According to Mahajan: “In 2009… P&G announced that for every pack of Tide White Musk customers purchased during Ramadan, it would donate one garment to a needy family… By the end of Ramadan, P&G and its customers had combined to provide 640,000 garments to needy children” (par. 29). P&G is also known for its commitment towards the cause of protecting the environment: “The Procter & Gamble Company has launched (in 20100 the Supplier Environmental Sustainability Scorecard and rating process, to measure and improve the environmental performance of its key suppliers” (“Procter & Gamble” 10.1). Many of the Company’s TV commercials in the GCC countries do emphasize the fact that P&G conducts its manufacturing activities in an environmentally friendly manner.

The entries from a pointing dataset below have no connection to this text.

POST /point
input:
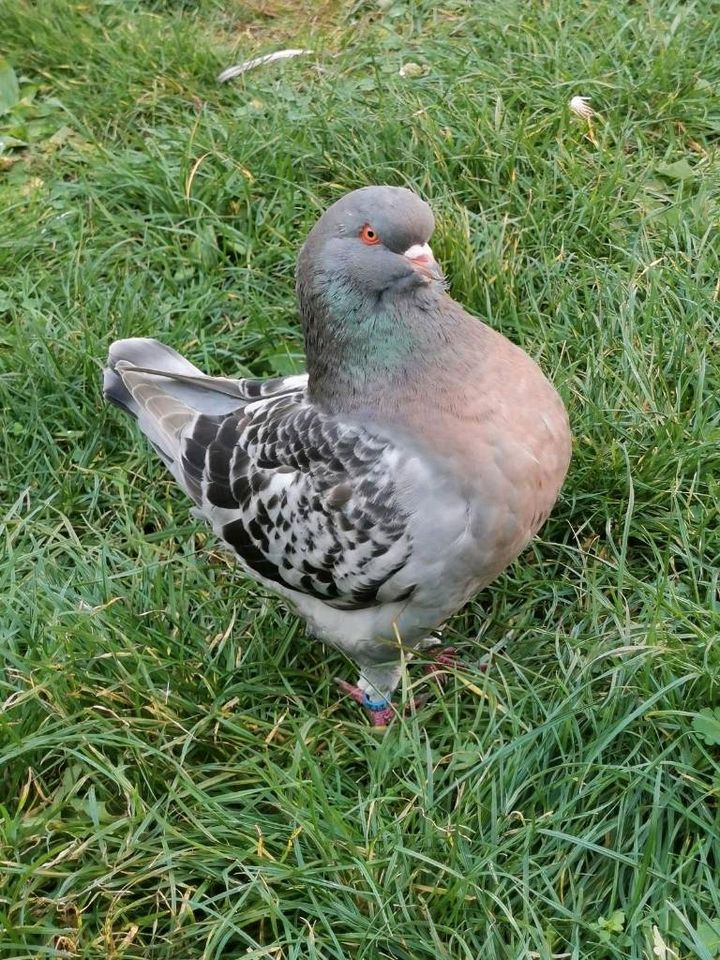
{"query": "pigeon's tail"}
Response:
(140, 353)
(165, 393)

Nevertheless, it would be naïve to believe that by presenting itself as a socially responsible company, Procter & Gamble Gulf truly does seek to ensure the long-term sustainability of its operations – just as the concept of CSR presupposes. Rather, the Company acts socially responsible to strengthen its ‘ethically sound’ reputation, which in turn should prove helpful within the context of P&G trying to achieve high sales. That is, the Company’s corporate social initiatives are essentially nothing but part of its PR-strategy – pure and simple. This simply could not be otherwise, because the concept of CSR stands in opposition to the main methodological principles, behind the functioning of a free-market economy. Given the fact that the main purpose of just about any commercial organization is to generate profits, and that it is specifically the short-term commercial objectives that are now being considered the only legitimate ones by most businesses (due to the on-going economic recession), the concept in question appears to be just another neo-liberal myth.

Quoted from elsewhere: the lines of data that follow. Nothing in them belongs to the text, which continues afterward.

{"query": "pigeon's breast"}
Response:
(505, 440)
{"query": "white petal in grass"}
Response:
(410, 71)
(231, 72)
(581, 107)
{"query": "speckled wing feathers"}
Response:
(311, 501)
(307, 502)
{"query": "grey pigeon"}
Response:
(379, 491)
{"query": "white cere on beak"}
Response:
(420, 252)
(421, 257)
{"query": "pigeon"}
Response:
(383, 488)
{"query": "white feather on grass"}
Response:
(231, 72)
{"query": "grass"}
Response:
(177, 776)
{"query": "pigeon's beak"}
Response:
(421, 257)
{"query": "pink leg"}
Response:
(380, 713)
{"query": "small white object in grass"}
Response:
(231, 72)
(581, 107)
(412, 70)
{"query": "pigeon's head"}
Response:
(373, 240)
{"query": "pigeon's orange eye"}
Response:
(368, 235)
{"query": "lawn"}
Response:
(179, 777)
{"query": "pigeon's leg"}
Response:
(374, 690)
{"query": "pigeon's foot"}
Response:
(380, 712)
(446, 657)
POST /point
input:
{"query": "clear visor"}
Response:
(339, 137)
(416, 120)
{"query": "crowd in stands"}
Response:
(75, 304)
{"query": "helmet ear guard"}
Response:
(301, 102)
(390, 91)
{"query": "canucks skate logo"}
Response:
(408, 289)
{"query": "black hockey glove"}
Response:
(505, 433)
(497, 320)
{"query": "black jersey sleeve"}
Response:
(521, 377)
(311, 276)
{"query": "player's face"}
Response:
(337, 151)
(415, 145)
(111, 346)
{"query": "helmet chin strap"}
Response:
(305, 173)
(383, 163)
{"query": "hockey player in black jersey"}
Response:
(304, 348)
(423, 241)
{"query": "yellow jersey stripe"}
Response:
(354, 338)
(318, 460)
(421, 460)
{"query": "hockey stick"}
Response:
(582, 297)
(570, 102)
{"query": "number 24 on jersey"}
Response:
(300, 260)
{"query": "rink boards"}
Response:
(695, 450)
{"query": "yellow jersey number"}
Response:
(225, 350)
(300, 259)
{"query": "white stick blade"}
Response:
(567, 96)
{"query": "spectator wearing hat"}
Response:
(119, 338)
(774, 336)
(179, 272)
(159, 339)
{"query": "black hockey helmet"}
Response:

The objective realities of today’s ‘globalized’ living leave only a few doubts that this is indeed being the case: “Social investments are unlikely to pay off in the two to four-year time horizon that public companies, through demands of the stock market, often seem to require… investments in things like the environment or social causes become a luxury” (Doane 25). As of today, the concept of CSR serves mainly the purpose of allowing large businesses to divert people’s attention from the actual issues of substance, within the context of how these businesses operate. In this respect, Procter & Gamble Gulf is no different. At the same time, however, it would be rather inappropriate to refuse to recognize the benefits of the Company’s active stance on social issues in the area – it does contribute to society’s well-being. In the future, Procter & Gamble Gulf is most likely to pursue the same policy of social responsibleness, as yet additional means of increasing the commercial appeal of its products among the consumers that are endowed with much ‘buying power’. This, however, will cease to be the case, as soon as the economies of the Gulf countries enter the phase of recession – a rather likely scenario, given the current geopolitical situation in the world.